Figure 4. Four-Cluster Split Using K-Means

Thanks to the low dimensionality of the hypothetical data set, the split in each case is clear-cut. We can visualize the two different labeling systems using the codebook data placed on a SOM map, as in Figure 5.

The U-Mat plot on the left side of Figure 5 is the same as those in Figure 2, only drawn on a map of slightly different sizes. On the right side of Figure 5, the codebook data are plotted with 3-cluster or 4-cluster labeling. Both of them seem to make sense, and the choice of which to use is really up to the analyst.

Figure 5. Labeled Codebook Data with K-Means(3) and K-Means(4), 2-D Dataset

The world of high dimensionality would be much more blurry. After showing that we can get some satisfactory clustering result with 2-D data, let’s move up to the high-dimensional space, with the same data set but containing 29 variables.

The SOM U-Mat of the 29-feature data set is shown on the left side of Figure 6. The separation of clusters is much less obvious than that in 2-D space.
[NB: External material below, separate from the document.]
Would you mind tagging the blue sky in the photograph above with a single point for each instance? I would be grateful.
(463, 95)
Although the 29 features include the 2 features we used in the 2-D data set, there are many other features adding noises on the once clear split of the data. The consequence is somewhat mixed-up labels as shown in the labeled codebook plots on the right side of Figure 6.
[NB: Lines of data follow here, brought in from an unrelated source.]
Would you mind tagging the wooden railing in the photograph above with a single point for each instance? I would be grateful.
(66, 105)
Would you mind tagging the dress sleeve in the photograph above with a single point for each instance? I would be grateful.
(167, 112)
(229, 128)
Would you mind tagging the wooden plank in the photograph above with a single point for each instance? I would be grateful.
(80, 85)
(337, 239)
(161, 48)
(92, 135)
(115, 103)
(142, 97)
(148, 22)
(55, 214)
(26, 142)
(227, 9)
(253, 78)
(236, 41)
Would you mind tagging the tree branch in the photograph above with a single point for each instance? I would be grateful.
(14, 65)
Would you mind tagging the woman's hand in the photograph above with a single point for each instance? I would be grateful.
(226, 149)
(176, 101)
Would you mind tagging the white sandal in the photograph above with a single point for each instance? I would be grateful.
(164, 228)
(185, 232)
Figure 6. Labeled Codebook Data with K-Means(3) and K-Means(4), 29-D Dataset

We also may want to use the same technique to visually compare the results from different clustering methods. Even with more rigorous measurements of clustering evaluation available, visualization remains a very powerful way for analysts (who may not necessarily be statisticians or data scientists) to gauge the performance of a variety of clustering methods. That being said, a rigorous validation of clustering is always encouraged whenever it is possible, but we won’t be going into the details of this today.
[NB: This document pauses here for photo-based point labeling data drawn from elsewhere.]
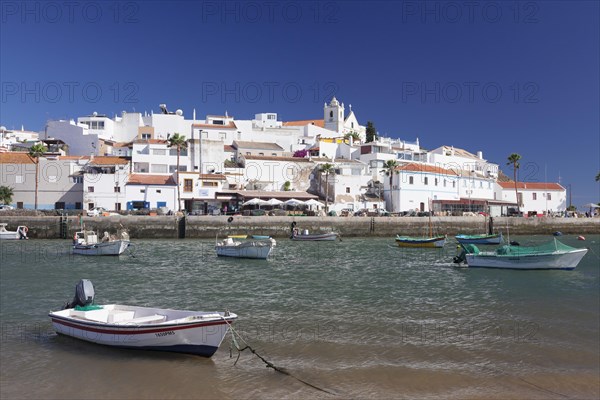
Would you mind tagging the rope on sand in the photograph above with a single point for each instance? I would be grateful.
(269, 364)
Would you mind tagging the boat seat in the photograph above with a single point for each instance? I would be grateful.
(143, 320)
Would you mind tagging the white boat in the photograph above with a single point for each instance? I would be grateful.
(144, 328)
(86, 243)
(245, 249)
(550, 255)
(20, 233)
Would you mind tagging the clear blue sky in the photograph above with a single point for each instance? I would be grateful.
(495, 76)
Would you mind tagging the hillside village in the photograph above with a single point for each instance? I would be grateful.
(128, 162)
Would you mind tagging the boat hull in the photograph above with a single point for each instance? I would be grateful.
(435, 242)
(556, 260)
(479, 239)
(190, 333)
(113, 248)
(316, 237)
(256, 250)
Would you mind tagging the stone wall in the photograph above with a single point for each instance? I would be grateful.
(156, 227)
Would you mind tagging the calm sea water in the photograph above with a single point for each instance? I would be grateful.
(359, 318)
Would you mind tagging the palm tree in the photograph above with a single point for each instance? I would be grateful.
(513, 160)
(178, 141)
(35, 152)
(6, 194)
(327, 169)
(389, 169)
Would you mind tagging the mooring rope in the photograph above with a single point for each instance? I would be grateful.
(269, 364)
Figure 7 shows the results from two other clustering methods, KMedoid with K=4 and Fuzzy C-Means with C = 4.

Figure 7. Labeled Codebook Data with K-Medoid(4) and Fuzzy C-Means(4), 29-D Dataset

Lastly, I’d like to close this post with hierarchical clustering using the codebook data. When dealing with a very large amount of data, directly clustering might not be a feasible solution. In that case, vector quantization (VQ) will be a handy tool to reduce the data set. SOM’s are one kind of such VQ method. By training the weight vector of each cell in a map, some or all of the cells will resemble a portion of the original data set. The weight vectors associated with those cells are the codebook data. Clustering on the codebook data becomes much less computationally expensive because of the dramatic reduction in data set size.

Figure 8 shows the K-Means clustering (K=10) on the codebook data. K=10 is a sort of arbitrarily chosen large number. With the K-Means clustering result, we can do agglomerative hierarchical clustering.

Figure 8. Codebook Data Grouped into 10 Clusters Created with K-Means

Figure 9 shows the dendrograms of two hierarchical clustering results. The difference lies in the choice of how the distance between two clusters is computed. The x-axis of the dendrogram is the clusters being agglomerated, and the y-axis is the distance measure between two merged clusters. By choosing a threshold of cluster distance, one can cut off the linkage and identify a number of separate clusters. More clusters are generated as the threshold decreases.

Figure 9. Dendrograms of Hierarchical Clustering with Single Linkage (top) and Complete Linkage (bottom)

In summary, this post only highlights some of the ways for visualizing high-dimensional data and the clustering results. It certainly cannot cover everything related to multivariate clustering and visualization. We didn’t even mention projection methods, such as PCA (Principal Component Analysis), MDS (Multi-Dimensional Scaling), and Sammon Mapping. However, I hope that this post provides some interesting ideas for data enthusiasts on clustering and visualization, two of the techniques that are extremely useful in data science. Although the example data is taken from a cybersecurity context, the same practice can be successfully applied to other industries, such as credit risk, customer segmentation, biology, finance, and more.